Alguna noche de marzo, un desconocido me escribió en Twitter para preguntarme si podía encontrarle casa a su perra porque había leído de lo mucho que yo quería a la mía y él estaba en muchos problemas: lo corrieron de un departamento que rentaba, envenenaron a su otro perro, un hilo de desgracias que no me dejaron dormir bien esa noche. Me conmoví, respondí con la verdad: no garantizaba nada, no sabía si podría resolver su problema. Muchas noches leí el mensaje y traté de resolver mentalmente esa situación extraña. Pregunté por aquí y por allá para ver si podía hacerse algo, pero no tuve grandes resultados, al menos no esos que garantizaban un final perpetuamente feliz. De acuerdo a las instrucciones del hombre, no quería ofrecer públicamente a su perra porque sabía que mucha gente alzaría la mano y estaba buscando un lugar bien, un lugar con amor. Pensé en esa especie de lealtad que conocemos algunas personas con nuestros perros. El perro se convierte en una extensión de nuestro corazón, nuestros deseos, ese hilo invisible, metafísico, que puede revelarnos el regreso a casa cuando nos perdamos (¿por qué crees que los perros siempre están oliendo el camino que hemos labrado, Sancho?).
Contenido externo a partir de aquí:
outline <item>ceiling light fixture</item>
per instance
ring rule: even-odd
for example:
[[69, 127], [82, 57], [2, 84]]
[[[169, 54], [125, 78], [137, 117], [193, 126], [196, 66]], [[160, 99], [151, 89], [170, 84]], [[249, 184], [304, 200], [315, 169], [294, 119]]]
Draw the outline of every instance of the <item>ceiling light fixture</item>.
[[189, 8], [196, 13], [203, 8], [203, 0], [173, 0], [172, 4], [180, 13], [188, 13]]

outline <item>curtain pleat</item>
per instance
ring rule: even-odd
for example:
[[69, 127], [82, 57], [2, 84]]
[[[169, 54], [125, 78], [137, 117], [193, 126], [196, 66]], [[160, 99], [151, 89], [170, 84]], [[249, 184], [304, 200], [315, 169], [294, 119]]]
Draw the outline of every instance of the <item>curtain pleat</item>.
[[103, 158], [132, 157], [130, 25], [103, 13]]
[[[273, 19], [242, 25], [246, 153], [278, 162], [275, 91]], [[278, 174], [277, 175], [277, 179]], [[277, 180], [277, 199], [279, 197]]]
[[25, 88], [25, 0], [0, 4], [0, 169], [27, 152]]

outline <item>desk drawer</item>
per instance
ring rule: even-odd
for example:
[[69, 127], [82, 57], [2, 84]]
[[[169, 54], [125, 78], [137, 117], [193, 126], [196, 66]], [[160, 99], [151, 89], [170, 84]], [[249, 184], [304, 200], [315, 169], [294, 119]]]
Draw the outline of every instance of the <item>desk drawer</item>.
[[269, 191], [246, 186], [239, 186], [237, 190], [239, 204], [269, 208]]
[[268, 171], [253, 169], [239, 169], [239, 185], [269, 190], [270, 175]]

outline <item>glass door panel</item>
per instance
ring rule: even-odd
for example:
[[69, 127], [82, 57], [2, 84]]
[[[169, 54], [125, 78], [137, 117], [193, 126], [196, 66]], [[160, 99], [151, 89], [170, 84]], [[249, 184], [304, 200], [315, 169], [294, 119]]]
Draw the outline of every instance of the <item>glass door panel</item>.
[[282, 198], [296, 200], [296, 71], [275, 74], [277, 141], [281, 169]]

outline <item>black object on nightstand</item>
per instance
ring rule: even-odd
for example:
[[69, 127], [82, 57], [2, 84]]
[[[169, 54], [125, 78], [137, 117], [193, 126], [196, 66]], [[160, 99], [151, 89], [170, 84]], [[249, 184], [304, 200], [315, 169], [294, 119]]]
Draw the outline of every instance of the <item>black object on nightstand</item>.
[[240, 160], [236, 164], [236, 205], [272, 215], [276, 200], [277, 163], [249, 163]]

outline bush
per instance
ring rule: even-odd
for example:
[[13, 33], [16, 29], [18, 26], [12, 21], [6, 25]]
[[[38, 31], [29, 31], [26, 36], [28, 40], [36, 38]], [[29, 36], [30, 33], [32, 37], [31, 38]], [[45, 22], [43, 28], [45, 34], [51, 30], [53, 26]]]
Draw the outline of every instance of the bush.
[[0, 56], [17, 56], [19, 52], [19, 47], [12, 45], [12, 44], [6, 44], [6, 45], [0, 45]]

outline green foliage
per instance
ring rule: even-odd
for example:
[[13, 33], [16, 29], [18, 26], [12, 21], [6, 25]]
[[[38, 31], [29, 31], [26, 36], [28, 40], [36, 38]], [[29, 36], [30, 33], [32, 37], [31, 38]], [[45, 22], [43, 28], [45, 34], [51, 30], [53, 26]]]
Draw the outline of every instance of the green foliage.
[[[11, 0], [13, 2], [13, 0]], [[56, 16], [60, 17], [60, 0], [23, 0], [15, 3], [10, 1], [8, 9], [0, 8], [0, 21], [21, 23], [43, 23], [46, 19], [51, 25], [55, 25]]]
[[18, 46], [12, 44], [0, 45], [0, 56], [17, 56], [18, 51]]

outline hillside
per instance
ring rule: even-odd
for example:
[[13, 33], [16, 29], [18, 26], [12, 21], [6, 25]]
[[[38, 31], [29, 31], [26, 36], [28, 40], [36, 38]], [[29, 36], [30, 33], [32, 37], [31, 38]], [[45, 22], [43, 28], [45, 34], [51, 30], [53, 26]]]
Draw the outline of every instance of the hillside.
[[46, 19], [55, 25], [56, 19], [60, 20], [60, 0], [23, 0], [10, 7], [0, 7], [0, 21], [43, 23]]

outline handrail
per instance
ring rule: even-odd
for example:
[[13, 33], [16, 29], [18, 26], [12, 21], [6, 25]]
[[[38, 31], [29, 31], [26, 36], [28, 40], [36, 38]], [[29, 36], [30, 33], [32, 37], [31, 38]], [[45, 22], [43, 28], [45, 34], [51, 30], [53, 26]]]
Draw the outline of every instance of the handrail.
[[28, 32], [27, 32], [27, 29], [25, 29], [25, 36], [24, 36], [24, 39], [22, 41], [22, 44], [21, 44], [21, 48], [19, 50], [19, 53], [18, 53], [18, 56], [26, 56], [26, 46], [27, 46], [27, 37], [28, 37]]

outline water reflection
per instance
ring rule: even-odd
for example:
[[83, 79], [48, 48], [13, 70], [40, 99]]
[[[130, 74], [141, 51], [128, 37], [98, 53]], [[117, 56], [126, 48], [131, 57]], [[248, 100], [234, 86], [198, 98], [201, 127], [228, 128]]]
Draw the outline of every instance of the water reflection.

No sé dónde estaría yo si no me hubieran tendido la mano. Sería un perro herido, uno perdido y fantasmagórico que no sabe se encuentra vagando por la eternidad. Comida de Shamalayan y Netflix.

Pero no todo está perdido. He descubierto este placer de dar clases: obligar a un grupo de chamacos universitarios que escuchen mis historias y mis obsesiones, mientras amablemente los invito a leer o releer la Odisea, y el Quijote, y cualquier otra obra de la humanidad. A veces quisiera incluir a Onetti, pero ese les cuesta mucho trabajo y aún cuando creen que sí, todavía no han comprendido los límites extraordinarios de la tristeza y lo miserable. A veces el horizonte parece un cúmulo de porquería, pero ahí estamos, buscando vidrios e imágenes que nos hacen felices. Y eso que están encerrados, que también están esperando continuar una vida que está suspendida, o incompleta, porque no todos están afuera, porque hay gente que falta, porque todas nuestras experiencias están sutilmente marcadas con este tufo de lo inexorable. A veces detecto ese quiebre de voz que habla de alguna inseguridad, como si se encontraran sobre una alta torre que está tambaleando, y me regreso unos minutos y empiezo a contar historias, historias ajenas de héroes, de laberintos y de monstruos. Sin que nadie me vea, cruzo los dedos y espero que estén aprendiendo algo.

Quiero escribir sobre un paseo al bosque. Una novela donde uno se pierde en un camino bordeado de árboles y se enfrenta a capítulos muy pequeños. Algo como esto.